Now imagine these boys have convinced their parents to take them somewhere to ski over Christmas break. Yes, their dad is my son and I am the grandma, and so they came to Santa Fe.
Comments to my last post http://lucymoore.com/no-need-to-worry/ gave me a lot to think about. My critics accused me of butting in where I had no business when I criticized a man for leaving his car running for over 45 minutes while parked. They called me a lot of things but “self-righteous busy body” sums it up. And of all the things to be called, that really smarts, because that is precisely my least favorite person. But I guess this is not surprising, that we would harbor those traits that we abhor in others.
I’ve always hoped that I would get some pushback on my posts to liven things up, and I guess this qualifies as a “be careful what you wish for” moment. But it was very enlightening for me, and here is what I learned:
Critics have a point: That perspective from the other side is worth considering, no matter how tempting it is to defend yourself and blast them back. In this case I have to admit that I would probably do it again on the basis that sometimes it is worth being a self-righteous busy body. After all, the line between good citizen and busy body can be fuzzy. But I will think twice next time, which is probably good advice for us all.
Humor disappears: I couldn’t seem to convince my critics that putting potatoes in the exhaust pipe was a fantasy, that I would never do that…well, almost never, but certainly not in that case. Writing style is tricky. I try for easy, clever, entertaining, maybe with a little surprise. But when you have offended someone as I did, the humor is lost and the lens is literal. Another insight to remember when I take something literally that may not be meant that way.

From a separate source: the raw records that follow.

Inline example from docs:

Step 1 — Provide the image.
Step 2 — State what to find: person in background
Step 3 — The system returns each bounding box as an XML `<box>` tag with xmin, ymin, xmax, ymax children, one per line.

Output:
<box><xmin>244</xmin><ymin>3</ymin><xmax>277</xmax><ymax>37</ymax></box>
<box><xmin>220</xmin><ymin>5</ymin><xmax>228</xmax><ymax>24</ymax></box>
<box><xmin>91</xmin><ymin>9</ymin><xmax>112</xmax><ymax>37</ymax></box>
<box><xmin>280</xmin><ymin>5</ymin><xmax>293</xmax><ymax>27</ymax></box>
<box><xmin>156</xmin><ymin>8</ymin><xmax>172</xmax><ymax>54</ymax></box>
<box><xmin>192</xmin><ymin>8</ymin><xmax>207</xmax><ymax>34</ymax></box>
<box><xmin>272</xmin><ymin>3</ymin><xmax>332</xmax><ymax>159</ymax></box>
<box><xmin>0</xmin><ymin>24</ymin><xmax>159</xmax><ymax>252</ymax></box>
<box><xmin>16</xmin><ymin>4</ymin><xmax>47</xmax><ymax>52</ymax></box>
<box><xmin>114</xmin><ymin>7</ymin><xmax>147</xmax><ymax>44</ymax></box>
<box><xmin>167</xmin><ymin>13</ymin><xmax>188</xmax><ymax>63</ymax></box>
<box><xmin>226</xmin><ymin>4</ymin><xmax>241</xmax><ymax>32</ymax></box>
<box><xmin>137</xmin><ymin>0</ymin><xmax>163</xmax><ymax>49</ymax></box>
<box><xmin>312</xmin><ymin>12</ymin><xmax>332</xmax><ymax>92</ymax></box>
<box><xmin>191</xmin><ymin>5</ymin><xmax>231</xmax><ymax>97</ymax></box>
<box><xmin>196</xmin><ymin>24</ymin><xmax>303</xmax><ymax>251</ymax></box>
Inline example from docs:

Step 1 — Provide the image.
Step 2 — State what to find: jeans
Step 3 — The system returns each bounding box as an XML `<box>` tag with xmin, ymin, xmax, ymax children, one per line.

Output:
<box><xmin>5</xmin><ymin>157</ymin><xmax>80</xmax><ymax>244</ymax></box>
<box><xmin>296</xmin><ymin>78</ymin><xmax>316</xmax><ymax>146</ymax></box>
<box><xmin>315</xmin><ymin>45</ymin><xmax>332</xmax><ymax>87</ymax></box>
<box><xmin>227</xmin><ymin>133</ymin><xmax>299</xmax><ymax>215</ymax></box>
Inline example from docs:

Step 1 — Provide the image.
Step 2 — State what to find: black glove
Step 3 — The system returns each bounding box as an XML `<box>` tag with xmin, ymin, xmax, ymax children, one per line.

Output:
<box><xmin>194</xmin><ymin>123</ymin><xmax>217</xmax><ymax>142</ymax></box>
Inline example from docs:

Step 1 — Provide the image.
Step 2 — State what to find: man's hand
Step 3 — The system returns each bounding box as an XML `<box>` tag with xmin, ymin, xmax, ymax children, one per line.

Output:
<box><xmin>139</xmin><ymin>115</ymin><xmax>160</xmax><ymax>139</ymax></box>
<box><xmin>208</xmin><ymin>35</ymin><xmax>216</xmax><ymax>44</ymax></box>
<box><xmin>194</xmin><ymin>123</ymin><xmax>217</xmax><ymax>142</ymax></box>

Stereotypes take over: I assumed that my critics were all …well, I don’t need to go there. Let’s just say I assumed beliefs and values that are different from mine. I actually don’t know if that’s true, but making those assumptions was the easiest way to distinguish myself from them, to make them the “other.” On their part, they made it clear that they were assuming I was a rigid, humorless, strident, politically correct snob. I plead guilty to busy-body but not the rest…well, let me think about it. Anyway, it hurt to be stereotyped, and I’m sorry I stereotyped them.
Dismissing comes next: After stereotyping comes dismissing. “I know who they are and that’s enough.” No need or desire to keep talking, to learn more. The comment that hurt most – yes, even more than self-righteous busy body — was “Just ignore her.” To be dismissed as not worth another breath, another word, that really got me. I wanted to know more about my critics, and I wanted them to know that I wasn’t the monster they thought I was. How often do I hear friends say they hope they never meet someone from the “other side.” They would never want to talk to them or hear their story. This kind of dismissal hurts. Take it from me.